The .bib file contains the items you can cite in its own special format. Please refer to the BibTeX guide for a more complete explanation of the format. Many journal websites contain an easy way to export BibTeX information for an article. For the ACM digital library, you can find BibTeX citations for any article here:

A screenshot of the ACM Digital Library that shows a paper by Lévy et al. and highlights the export citation button.
An example of a paper on the ACM Digital Library with the cite button highlighted.
A screenshot of the 'export citations' screen on the ACM Digital Library that shows where you can copy the Bibtex for a paper.
A screenshot of the ‘export citations’ screen on the ACM Digital Library.

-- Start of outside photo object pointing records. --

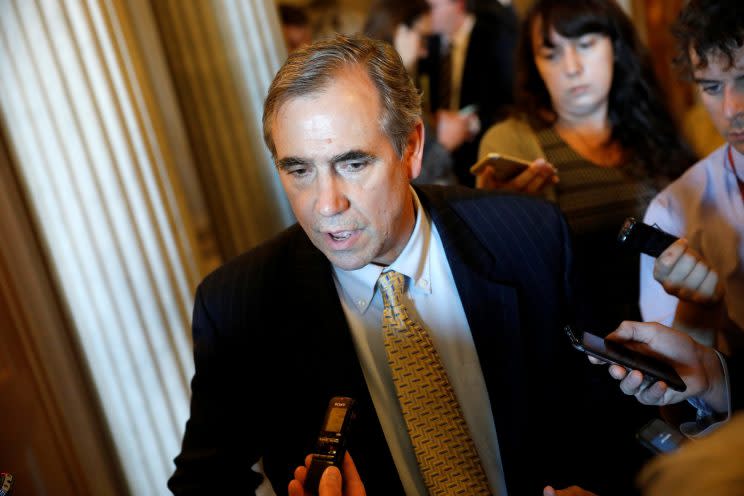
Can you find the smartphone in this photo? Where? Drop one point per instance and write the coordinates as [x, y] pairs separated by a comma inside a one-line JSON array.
[[639, 237], [468, 109], [330, 446], [660, 437], [653, 369], [6, 483], [504, 167]]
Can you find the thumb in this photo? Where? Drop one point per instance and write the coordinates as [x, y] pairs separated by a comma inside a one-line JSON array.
[[330, 482]]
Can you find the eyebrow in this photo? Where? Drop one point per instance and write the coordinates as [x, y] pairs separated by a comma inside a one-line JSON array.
[[352, 155], [288, 162], [705, 81], [348, 156]]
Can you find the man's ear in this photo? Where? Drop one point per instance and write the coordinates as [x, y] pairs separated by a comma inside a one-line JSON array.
[[415, 150]]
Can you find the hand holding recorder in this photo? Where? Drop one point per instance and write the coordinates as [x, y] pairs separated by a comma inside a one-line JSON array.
[[498, 171], [679, 268], [331, 482]]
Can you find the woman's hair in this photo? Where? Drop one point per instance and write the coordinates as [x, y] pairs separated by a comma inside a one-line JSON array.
[[386, 15], [638, 115]]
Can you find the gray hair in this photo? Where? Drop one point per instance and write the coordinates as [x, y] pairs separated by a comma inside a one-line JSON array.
[[312, 68]]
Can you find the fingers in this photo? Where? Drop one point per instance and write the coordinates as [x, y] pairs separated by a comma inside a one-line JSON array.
[[354, 485], [296, 486], [534, 178], [684, 274], [300, 474], [295, 489], [330, 482], [641, 332]]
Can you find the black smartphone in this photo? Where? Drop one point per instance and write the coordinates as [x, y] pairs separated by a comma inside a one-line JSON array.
[[330, 446], [660, 437], [6, 483], [653, 369], [504, 167], [639, 237]]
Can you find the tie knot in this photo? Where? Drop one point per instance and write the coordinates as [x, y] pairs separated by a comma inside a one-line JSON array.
[[391, 287]]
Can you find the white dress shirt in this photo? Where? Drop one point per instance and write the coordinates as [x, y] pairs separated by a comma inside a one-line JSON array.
[[705, 206], [432, 300]]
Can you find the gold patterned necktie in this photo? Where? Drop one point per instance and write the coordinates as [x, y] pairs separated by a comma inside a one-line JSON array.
[[441, 440]]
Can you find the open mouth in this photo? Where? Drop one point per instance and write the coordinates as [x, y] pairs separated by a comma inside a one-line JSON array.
[[340, 236]]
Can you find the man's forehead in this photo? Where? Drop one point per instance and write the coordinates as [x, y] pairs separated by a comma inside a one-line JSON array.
[[717, 63]]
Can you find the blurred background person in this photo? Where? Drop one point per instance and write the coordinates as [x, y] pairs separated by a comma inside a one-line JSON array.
[[295, 26], [407, 25], [470, 69], [590, 117]]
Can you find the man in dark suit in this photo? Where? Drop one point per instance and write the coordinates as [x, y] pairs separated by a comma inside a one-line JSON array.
[[470, 64], [281, 329]]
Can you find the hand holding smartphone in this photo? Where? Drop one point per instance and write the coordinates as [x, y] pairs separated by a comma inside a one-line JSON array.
[[652, 368], [504, 167]]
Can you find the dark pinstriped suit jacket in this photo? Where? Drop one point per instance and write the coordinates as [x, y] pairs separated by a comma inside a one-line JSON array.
[[272, 346]]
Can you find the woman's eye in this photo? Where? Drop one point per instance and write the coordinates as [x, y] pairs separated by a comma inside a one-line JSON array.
[[353, 166], [548, 54], [587, 42]]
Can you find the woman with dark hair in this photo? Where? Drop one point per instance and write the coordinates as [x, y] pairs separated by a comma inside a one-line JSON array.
[[406, 24], [590, 118]]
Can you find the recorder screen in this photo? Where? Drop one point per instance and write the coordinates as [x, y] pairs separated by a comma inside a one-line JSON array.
[[335, 419]]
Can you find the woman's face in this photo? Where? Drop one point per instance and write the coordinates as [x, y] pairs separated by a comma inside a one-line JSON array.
[[576, 71]]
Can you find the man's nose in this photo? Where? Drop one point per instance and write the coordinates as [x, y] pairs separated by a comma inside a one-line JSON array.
[[332, 199], [733, 101], [572, 62]]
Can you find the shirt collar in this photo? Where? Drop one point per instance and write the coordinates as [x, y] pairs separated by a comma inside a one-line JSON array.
[[738, 161], [359, 285]]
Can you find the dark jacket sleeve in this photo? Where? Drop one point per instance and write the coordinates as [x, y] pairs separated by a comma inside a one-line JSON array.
[[203, 466]]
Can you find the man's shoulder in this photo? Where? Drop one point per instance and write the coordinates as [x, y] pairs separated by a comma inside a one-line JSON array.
[[487, 210], [269, 258], [692, 183]]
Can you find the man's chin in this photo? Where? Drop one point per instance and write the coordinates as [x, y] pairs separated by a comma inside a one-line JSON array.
[[347, 263]]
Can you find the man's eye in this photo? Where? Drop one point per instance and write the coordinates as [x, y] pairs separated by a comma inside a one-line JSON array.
[[354, 166], [548, 54], [298, 171]]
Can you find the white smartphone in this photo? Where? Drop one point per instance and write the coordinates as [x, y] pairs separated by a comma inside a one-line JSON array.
[[504, 167]]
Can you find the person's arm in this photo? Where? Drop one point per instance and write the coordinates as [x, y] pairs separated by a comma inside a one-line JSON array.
[[331, 482], [202, 467]]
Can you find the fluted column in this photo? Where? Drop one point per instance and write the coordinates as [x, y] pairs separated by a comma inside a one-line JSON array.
[[223, 55], [99, 175]]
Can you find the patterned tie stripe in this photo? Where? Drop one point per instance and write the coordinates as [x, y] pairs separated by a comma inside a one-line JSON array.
[[441, 440]]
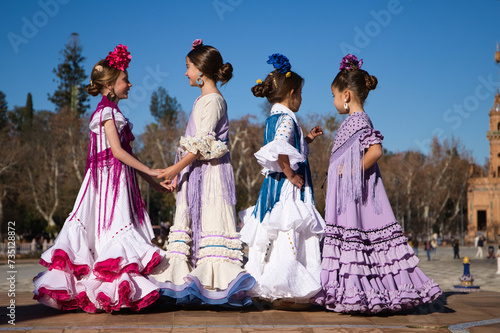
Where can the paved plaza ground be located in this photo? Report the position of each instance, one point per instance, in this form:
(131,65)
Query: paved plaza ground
(477,312)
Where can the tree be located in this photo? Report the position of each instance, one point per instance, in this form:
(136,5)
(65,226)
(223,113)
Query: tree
(22,117)
(164,107)
(70,75)
(3,111)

Beware: The citations that are available on journal formats often contain a lot of extraneous information that is not needed, and can make your bibliographies unnecessarily long. ACM’s citation for the article “Least squares conformal maps for automatic texture atlas generation” looks like this:

@article{10.1145/566654.566590,
author = {L\'{e}vy, Bruno and Petitjean, Sylvain and Ray, Nicolas and Maillot, J\'{e}rome},
title = {Least Squares Conformal Maps for Automatic Texture Atlas Generation},
year = {2002},
issue_date = {July 2002},
publisher = {Association for Computing Machinery},
address = {New York, NY, USA},
volume = {21},
number = {3},
issn = {0730-0301},
url = {https://doi.org/10.1145/566654.566590},
doi = {10.1145/566654.566590},
abstract = {A Texture Atlas is an efficient color representation for 3D Paint Systems. The model to be textured is decomposed into charts homeomorphic to discs, each chart is parameterized, and the unfolded charts are packed in texture space. Existing texture atlas methods for triangulated surfaces suffer from several limitations, requiring them to generate a large number of small charts with simple borders. The discontinuities between the charts cause artifacts, and make it difficult to paint large areas with regular patterns.In this paper, our main contribution is a new quasi-conformal parameterization method, based on a least-squares approximation of the Cauchy-Riemann equations. The so-defined objective function minimizes angle deformations, and we prove the following properties: the minimum is unique, independent of a similarity in texture space, independent of the resolution of the mesh and cannot generate triangle flips. The function is numerically well behaved and can therefore be very efficiently minimized. Our approach is robust, and can parameterize large charts with complex borders.We also introduce segmentation methods to decompose the model into charts with natural shapes, and a new packing algorithm to gather them in texture space. We demonstrate our approach applied to paint both scanned and modeled data sets.},
journal = {ACM Trans. Graph.},
month = {jul},
pages = {362–371},
numpages = {10},
keywords = {texture mapping, polygonal modeling, paint systems}
}

and renders, in the LaTeX bibliography, as

A bibliography entry with a lot of unnecessary information, such as the doi and exact publication date.
A wordy bibliography entry.

This is unnecessarily wordy. I usually trim down an entry to only what is needed, and give it a catchy name that will make it easier for me to cite later:

@article{Levy2002,
author = {L\'{e}vy, Bruno and Petitjean, Sylvain and Ray, Nicolas and Maillot, J\'{e}rome},
title = {Least Squares Conformal Maps for Automatic Texture Atlas Generation},
year = {2002},
volume = {21},
number = {3},
journal = {ACM Trans. Graph.},
pages = {362–371}
}

This now renders as follows, which is more compact but still contains all needed information:

A concise bibliography entry that only shows the paper authors, year, paper title, journal, volume and issue, year, and page numbers.
A more concise bibliography entry.

The name Levy2002 instead of 10.1145/566654.566590 makes it easier to reference this article throughout the text.

Using the identifier Levy2002, the article can now be referenced throughout the main document. There are three different ways to do this, and they depend on how you are using your reference in the article.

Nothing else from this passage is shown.